Mindgard's findings are relevant for anyone who uses ChatGPT — especially for parents, schools, and businesses that deploy AI tools in environments where minors also have access. OpenAI claims that ChatGPT is intended for users aged 13 and older (with restrictions until age 18 without parental consent), but in practice, age verification is minimal.
In the European context, the topic gains importance also due to the EU AI Act, which since February 2025 has introduced stricter regulation for high-risk AI systems. Generative models like ChatGPT fall under the rules for "general-purpose AI," where manufacturers must demonstrate an adequate level of safety and transparency. The Mindgard case shows how difficult it is to define, and especially maintain, this "adequate level."
Mindgard: Who is behind the research
Mindgard is not an academic project but a commercial AI security startup that offers red-teaming as a service to companies.

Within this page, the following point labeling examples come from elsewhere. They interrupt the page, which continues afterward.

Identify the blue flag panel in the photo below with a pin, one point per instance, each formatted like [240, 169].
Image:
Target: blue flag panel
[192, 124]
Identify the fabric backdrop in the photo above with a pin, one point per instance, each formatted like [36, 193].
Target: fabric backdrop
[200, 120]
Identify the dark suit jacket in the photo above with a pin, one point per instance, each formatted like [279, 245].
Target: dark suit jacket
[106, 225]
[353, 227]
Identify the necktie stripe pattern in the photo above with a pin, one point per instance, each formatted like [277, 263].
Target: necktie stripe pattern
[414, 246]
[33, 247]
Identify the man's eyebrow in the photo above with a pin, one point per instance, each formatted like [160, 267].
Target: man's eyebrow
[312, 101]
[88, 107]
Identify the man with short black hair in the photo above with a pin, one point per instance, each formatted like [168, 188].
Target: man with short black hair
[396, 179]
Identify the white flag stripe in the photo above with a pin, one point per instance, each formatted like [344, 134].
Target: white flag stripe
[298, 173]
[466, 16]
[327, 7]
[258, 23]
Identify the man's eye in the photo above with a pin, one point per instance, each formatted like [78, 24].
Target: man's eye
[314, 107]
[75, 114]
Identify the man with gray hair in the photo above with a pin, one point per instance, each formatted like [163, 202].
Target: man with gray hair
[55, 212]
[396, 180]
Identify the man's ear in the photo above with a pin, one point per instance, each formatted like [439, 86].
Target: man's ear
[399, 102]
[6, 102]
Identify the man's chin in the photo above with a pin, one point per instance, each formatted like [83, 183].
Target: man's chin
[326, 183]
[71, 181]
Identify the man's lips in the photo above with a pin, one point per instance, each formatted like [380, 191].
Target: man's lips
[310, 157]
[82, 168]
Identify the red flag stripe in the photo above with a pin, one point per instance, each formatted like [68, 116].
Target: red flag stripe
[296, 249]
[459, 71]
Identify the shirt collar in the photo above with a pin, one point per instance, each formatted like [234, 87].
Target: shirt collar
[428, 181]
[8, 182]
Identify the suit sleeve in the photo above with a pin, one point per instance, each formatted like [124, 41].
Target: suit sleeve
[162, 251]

Its founder Peter Garraghan also serves as a professor at Lancaster University, giving the research solid academic grounding. The company states on its website that it helps organizations "identify, test, and fix security vulnerabilities in AI systems before attackers discover them."
It is precisely this model — independent security companies uncovering holes in tech giants' products — that has become the standard in recent years. The aforementioned UK AISI or the US NIST operate similarly. For users, this is good news: the security community actively hunts for problems, thanks to which tools gradually improve. The bad news is that the pace of discovering vulnerabilities currently outstrips the pace of fixing them.
Is ChatGPT safe for children and minors?
OpenAI states that ChatGPT is intended for users aged 13 and older, with minors under 18 requiring parental consent. However, Mindgard's research shows that safety filters are not bulletproof. Parents should consider whether to allow children access to image generation features, and potentially use parental control tools if available.
How can I tell if an image was generated by AI?
ChatGPT Images 2.0 contains an invisible watermark and metadata in accordance with the C2PA standard, which makes it possible to verify the origin of an image. However, an average user cannot detect this without special tools. OpenAI is also collaborating with the industry to improve transparency — despite this, verifying the origin of AI images remains challenging in practice.
Can the EU AI Act prevent similar incidents?
The EU AI Act requires developers of general-purpose AI models like ChatGPT to assess and mitigate systemic risks. It also introduces the obligation to report serious incidents. However, regulation is not a panacea — as the Mindgard case shows, the technical reality is that absolute safety for generative models cannot yet be guaranteed. The Act rather creates a legal framework that motivates companies to continuously improve.